Wednesday, November 26, 2008

Thanksgiving May Decrease Your Depression
It's true! And I'm not talking about the dopamine levels in turkey. In the last few years the new science of "positive psychology" has repeatedly shown that, "People who practice gratitude are more optimistic, report fewer physical symptoms of illness and pain, and lower levels of chronic stress and depression," as one researcher summarizes.

Sounds great, doesn't it? But note that you need to "practice" gratitude -- and that means writing it down. Aha! The key seems to be that we'll feel gratitude's positive effects not by thinking or even speaking about things for which we are thankful, but that these things must be written down.

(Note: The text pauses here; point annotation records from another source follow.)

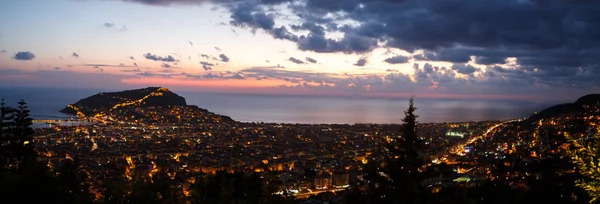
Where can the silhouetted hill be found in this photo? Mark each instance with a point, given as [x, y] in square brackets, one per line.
[107, 101]
[567, 108]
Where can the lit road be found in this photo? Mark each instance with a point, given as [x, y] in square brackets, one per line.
[308, 194]
[461, 146]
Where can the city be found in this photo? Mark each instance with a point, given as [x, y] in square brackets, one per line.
[300, 160]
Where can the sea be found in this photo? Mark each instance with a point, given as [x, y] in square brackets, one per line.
[46, 103]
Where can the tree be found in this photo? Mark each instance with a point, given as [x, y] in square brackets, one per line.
[22, 141]
[74, 182]
[586, 157]
[397, 179]
[6, 117]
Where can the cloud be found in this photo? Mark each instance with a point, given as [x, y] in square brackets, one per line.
[206, 65]
[399, 59]
[107, 65]
[294, 60]
[464, 68]
[361, 62]
[249, 15]
[113, 26]
[168, 58]
[224, 58]
[525, 42]
[165, 65]
[108, 25]
[311, 60]
[24, 56]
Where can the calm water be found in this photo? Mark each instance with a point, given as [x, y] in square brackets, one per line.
[300, 109]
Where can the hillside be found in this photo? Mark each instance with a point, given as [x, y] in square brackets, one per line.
[107, 101]
[579, 106]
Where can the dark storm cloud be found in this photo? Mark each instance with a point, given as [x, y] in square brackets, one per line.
[361, 62]
[24, 56]
[224, 58]
[397, 59]
[464, 68]
[168, 58]
[294, 60]
[553, 42]
[444, 55]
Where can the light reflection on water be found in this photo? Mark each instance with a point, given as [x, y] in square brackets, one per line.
[302, 109]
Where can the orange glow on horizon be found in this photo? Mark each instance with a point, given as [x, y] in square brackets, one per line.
[208, 83]
[270, 86]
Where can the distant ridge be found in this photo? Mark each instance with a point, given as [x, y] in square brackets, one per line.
[107, 101]
[566, 108]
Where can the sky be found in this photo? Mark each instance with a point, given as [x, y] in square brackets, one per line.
[494, 49]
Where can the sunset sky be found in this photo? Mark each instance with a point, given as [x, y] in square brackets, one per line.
[495, 49]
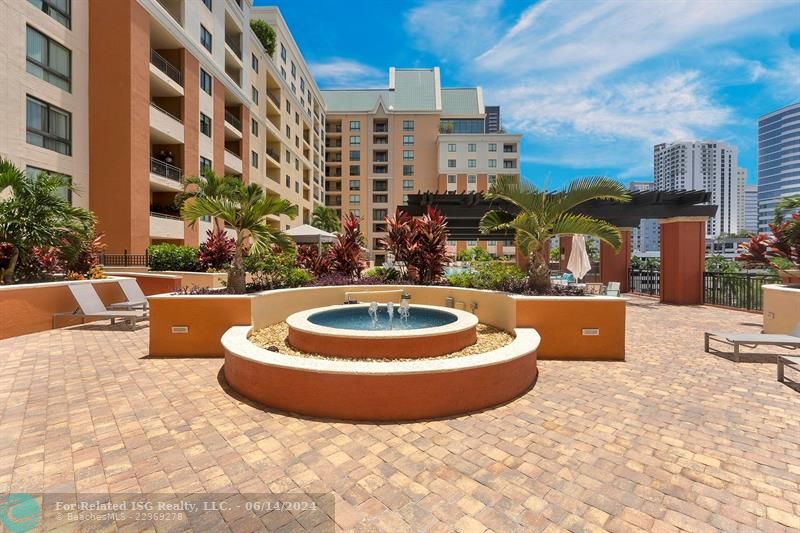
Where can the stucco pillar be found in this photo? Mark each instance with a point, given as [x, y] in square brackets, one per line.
[564, 249]
[683, 250]
[614, 266]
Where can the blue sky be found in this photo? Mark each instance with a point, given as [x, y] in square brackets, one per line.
[591, 85]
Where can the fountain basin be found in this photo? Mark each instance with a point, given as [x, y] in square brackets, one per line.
[431, 331]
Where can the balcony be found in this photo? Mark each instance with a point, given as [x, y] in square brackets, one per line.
[164, 226]
[165, 128]
[233, 163]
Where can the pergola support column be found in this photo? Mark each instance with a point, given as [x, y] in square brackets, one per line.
[615, 266]
[683, 251]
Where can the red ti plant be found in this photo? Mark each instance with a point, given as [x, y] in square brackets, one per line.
[781, 250]
[217, 252]
[346, 254]
[310, 259]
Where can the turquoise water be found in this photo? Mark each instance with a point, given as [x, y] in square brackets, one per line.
[357, 318]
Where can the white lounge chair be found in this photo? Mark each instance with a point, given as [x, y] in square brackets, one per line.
[789, 341]
[135, 298]
[90, 306]
[612, 289]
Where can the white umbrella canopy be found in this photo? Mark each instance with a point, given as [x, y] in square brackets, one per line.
[579, 263]
[307, 234]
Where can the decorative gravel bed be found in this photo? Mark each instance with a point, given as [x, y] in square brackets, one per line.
[274, 338]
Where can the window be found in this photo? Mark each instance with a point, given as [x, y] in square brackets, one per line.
[205, 81]
[57, 9]
[48, 126]
[64, 192]
[205, 38]
[205, 124]
[48, 60]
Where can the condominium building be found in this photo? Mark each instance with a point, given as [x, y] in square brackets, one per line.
[126, 97]
[414, 135]
[750, 208]
[778, 161]
[646, 237]
[703, 165]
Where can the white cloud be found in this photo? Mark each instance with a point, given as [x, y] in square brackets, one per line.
[590, 84]
[338, 72]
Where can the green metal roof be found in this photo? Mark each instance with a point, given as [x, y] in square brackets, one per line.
[460, 101]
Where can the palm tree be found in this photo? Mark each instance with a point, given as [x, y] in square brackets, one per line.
[245, 208]
[539, 215]
[325, 218]
[36, 213]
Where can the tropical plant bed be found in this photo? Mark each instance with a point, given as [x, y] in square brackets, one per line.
[275, 338]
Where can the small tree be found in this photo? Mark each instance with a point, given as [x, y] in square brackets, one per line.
[265, 34]
[346, 255]
[325, 218]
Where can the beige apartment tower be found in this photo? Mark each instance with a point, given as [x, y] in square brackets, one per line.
[414, 135]
[126, 97]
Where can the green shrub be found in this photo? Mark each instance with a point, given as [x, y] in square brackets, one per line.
[275, 270]
[173, 257]
[265, 34]
[382, 273]
[489, 275]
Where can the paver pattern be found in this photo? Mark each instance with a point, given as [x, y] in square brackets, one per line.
[672, 439]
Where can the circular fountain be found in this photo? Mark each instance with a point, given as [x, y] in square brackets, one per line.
[376, 331]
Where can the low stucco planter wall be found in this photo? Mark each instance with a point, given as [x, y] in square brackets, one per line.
[566, 324]
[781, 308]
[380, 390]
[28, 308]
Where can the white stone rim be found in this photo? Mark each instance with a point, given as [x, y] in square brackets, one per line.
[299, 322]
[235, 342]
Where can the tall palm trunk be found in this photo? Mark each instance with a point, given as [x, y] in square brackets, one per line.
[236, 273]
[539, 267]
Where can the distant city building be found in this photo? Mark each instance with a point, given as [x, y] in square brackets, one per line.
[778, 163]
[646, 237]
[750, 208]
[493, 124]
[702, 165]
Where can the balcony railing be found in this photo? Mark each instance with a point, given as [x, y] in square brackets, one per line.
[165, 66]
[165, 169]
[232, 41]
[233, 120]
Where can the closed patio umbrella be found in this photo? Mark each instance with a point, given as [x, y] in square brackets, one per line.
[579, 263]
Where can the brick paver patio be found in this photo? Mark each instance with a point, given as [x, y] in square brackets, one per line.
[672, 439]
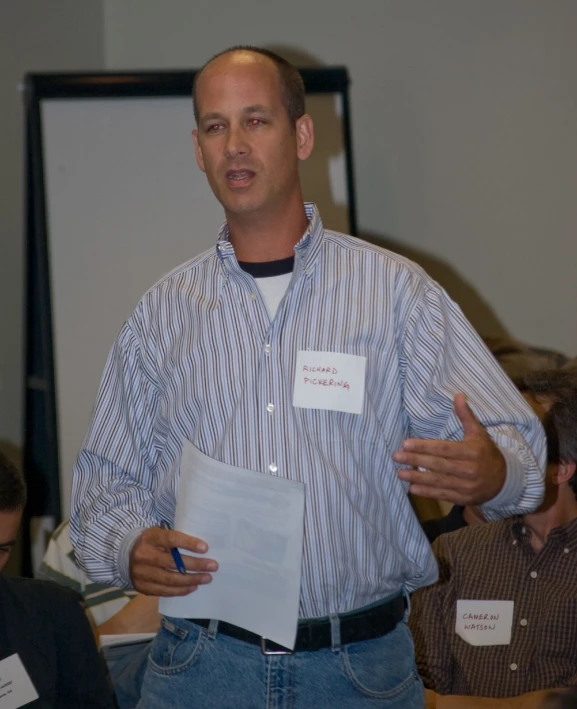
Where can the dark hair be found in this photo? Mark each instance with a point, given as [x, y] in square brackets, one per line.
[558, 388]
[292, 85]
[12, 486]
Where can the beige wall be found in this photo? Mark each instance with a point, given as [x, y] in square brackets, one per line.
[464, 120]
[464, 115]
[35, 35]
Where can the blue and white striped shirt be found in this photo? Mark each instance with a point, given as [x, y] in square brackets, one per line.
[200, 359]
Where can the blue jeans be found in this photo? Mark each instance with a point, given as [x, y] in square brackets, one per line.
[191, 667]
[126, 667]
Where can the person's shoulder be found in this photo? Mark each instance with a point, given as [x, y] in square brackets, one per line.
[389, 263]
[473, 536]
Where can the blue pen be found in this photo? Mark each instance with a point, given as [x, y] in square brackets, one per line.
[174, 551]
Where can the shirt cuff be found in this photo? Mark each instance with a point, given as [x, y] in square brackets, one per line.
[513, 486]
[124, 550]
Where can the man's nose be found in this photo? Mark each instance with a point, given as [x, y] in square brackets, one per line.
[236, 143]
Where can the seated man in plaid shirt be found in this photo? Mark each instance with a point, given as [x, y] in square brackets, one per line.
[502, 619]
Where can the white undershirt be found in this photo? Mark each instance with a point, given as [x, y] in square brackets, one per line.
[272, 289]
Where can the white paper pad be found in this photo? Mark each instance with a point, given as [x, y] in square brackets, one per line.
[253, 525]
[329, 380]
[125, 639]
[16, 688]
[484, 622]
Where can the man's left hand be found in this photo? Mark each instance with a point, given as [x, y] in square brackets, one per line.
[467, 472]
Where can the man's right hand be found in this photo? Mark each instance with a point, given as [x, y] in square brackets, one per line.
[152, 568]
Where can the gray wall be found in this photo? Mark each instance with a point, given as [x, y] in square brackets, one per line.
[35, 35]
[464, 115]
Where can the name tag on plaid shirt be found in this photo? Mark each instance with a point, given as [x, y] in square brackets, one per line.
[484, 622]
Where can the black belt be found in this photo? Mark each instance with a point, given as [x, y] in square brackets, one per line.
[315, 633]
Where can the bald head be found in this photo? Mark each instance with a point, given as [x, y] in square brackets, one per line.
[290, 81]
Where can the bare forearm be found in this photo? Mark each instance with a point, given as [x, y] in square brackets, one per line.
[139, 615]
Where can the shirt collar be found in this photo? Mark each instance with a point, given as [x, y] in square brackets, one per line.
[566, 535]
[306, 250]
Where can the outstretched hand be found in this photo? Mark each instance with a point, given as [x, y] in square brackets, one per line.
[467, 472]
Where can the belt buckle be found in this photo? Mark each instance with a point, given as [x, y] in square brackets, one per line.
[273, 651]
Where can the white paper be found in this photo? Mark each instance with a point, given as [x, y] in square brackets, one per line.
[16, 688]
[253, 525]
[484, 622]
[125, 639]
[329, 380]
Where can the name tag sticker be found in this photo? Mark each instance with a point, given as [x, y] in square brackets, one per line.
[16, 688]
[330, 380]
[484, 622]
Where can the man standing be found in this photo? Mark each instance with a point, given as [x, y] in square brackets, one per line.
[209, 356]
[518, 572]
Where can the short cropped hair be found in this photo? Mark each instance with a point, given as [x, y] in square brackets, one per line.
[292, 84]
[12, 486]
[558, 388]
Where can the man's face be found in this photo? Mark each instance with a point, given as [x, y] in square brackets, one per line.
[245, 142]
[9, 524]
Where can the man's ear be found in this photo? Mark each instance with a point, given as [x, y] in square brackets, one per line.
[198, 150]
[305, 133]
[563, 472]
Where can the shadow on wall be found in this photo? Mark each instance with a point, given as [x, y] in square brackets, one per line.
[317, 187]
[476, 310]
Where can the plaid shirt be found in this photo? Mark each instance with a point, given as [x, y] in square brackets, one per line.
[496, 561]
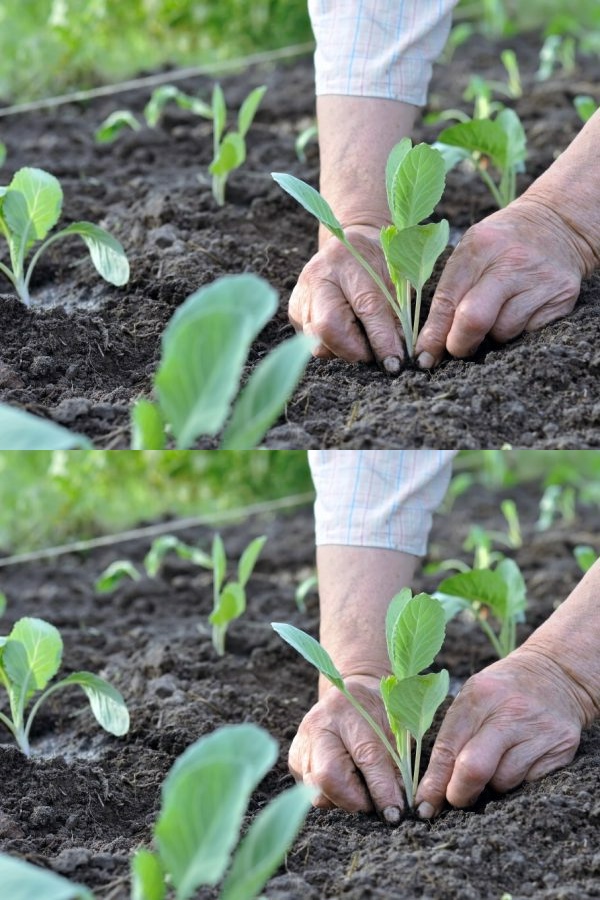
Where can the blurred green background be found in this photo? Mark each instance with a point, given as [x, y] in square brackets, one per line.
[50, 497]
[48, 46]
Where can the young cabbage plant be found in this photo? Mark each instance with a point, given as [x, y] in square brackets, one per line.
[204, 352]
[415, 629]
[30, 207]
[204, 804]
[30, 657]
[497, 594]
[499, 143]
[415, 179]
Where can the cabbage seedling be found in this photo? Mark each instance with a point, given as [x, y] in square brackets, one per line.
[415, 179]
[205, 799]
[499, 593]
[415, 628]
[29, 658]
[29, 208]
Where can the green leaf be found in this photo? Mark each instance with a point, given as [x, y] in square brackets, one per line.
[32, 654]
[231, 155]
[248, 109]
[311, 200]
[147, 426]
[264, 396]
[106, 702]
[219, 561]
[231, 604]
[114, 124]
[311, 650]
[417, 186]
[413, 252]
[248, 559]
[411, 703]
[106, 252]
[114, 574]
[20, 430]
[205, 346]
[147, 877]
[265, 844]
[205, 797]
[484, 136]
[22, 881]
[417, 636]
[32, 204]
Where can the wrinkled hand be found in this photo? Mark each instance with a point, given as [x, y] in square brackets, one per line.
[515, 721]
[514, 271]
[336, 751]
[336, 301]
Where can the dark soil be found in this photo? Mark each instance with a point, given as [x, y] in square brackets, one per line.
[85, 799]
[82, 363]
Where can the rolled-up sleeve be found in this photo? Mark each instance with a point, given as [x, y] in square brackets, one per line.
[378, 498]
[378, 48]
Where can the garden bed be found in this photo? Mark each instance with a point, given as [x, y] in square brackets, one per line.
[85, 799]
[81, 363]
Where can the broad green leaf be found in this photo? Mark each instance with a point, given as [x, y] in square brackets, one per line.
[205, 797]
[394, 160]
[311, 650]
[417, 636]
[484, 136]
[32, 654]
[413, 251]
[248, 559]
[417, 186]
[311, 200]
[204, 348]
[106, 702]
[219, 112]
[480, 587]
[248, 109]
[411, 703]
[40, 212]
[147, 426]
[264, 396]
[219, 561]
[22, 881]
[264, 846]
[106, 252]
[19, 430]
[114, 574]
[147, 877]
[231, 155]
[114, 124]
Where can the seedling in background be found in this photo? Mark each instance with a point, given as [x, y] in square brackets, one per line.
[415, 181]
[29, 658]
[29, 208]
[204, 351]
[415, 628]
[205, 800]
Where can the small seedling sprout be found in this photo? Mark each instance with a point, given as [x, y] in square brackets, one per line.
[415, 179]
[415, 628]
[30, 657]
[29, 208]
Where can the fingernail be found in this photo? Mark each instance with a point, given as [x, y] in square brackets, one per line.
[426, 360]
[391, 364]
[392, 815]
[425, 811]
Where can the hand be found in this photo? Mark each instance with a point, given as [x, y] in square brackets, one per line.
[515, 721]
[336, 301]
[514, 271]
[337, 752]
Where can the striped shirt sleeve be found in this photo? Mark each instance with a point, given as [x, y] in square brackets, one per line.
[378, 498]
[378, 48]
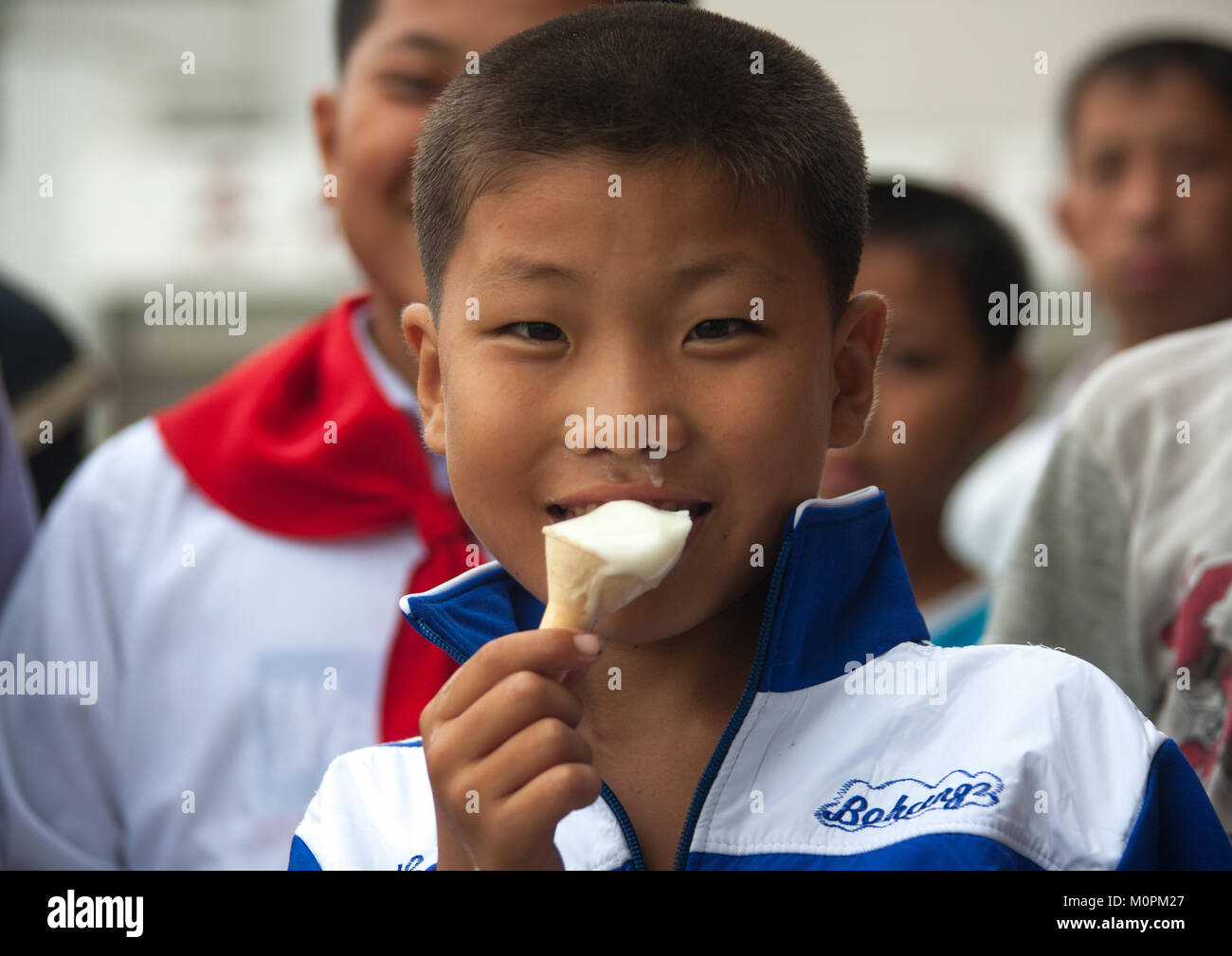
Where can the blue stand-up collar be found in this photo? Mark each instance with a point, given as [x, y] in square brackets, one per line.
[839, 590]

The Thanksgiving season is the perfect time to start writing a daily list of three things for which you are grateful. They may be huge or tiny. I find it most helpful to write these as three sentences, "I, Beth, and grateful for...." You don't need to make a lengthy list or write for 20 minutes on any of these, although we sometimes do this in my classes. Just write down three things that make you feel thankful inside. To me, that feeling -- even if I can hold it for only a few seconds -- is incompatible with depression. So take three minutes and do it... now! A peaceful and joyful Thanksgiving to you all. --Beth

1) I, Beth, am grateful that I at last became a mom this year.
2) I, Beth, am grateful that it's raining out right now -- we need the water, and it smells fresh.
3) I, Beth, am grateful that I know that I'll have food available for dinner.

Monday, November 10, 2008

TO WRITE: Coffee, anyone?
If you are living with a mood disorder, I'm betting you have a special relationship with caffeine. Depressed? You may down coffee, tea and colas all day long trying to get an energy boost. Bipolar? You may need to avoid the stuff like the plague to keep it from nudging you up into hypomania or mania. And what about the large numbers of us who just can't sleep reliably, or who sleep too much, or who feel sedated by meds? Chances are you have thought deliberately about your caffeine intake. I've certainly pondered mine over my third cup of java.

I've always assumed that caffeine helps me stay more alert and focused, especially when I haven't had all the sleep I need. But a new study of coffee's effects says: NO! A new study in the Nov. 3, 2008 Human Psychopharmacology journal tested people taking caffeine or a placebo, both when they were rested and when they were sleep deprived. While some brainwaves did look different, they concluded: "The findings do not support the use of caffeine as a means for enhancing human function or as an antidote to the negative effects of sleep loss."

Are the effects of caffeine different in those of us with a mood disorder? We don't know. And that placebo effect resulting from our common assumption that it helps or hurts may play a role too. But it's worth considering all the evidence.

Play with this. . .
Write continuously for 20 minutes about your sleep patterns and your alertness and how you cope with any sleep or alertness problems. Have you found practical solutions? Share them! This is a big factor in improving and maintaining our health.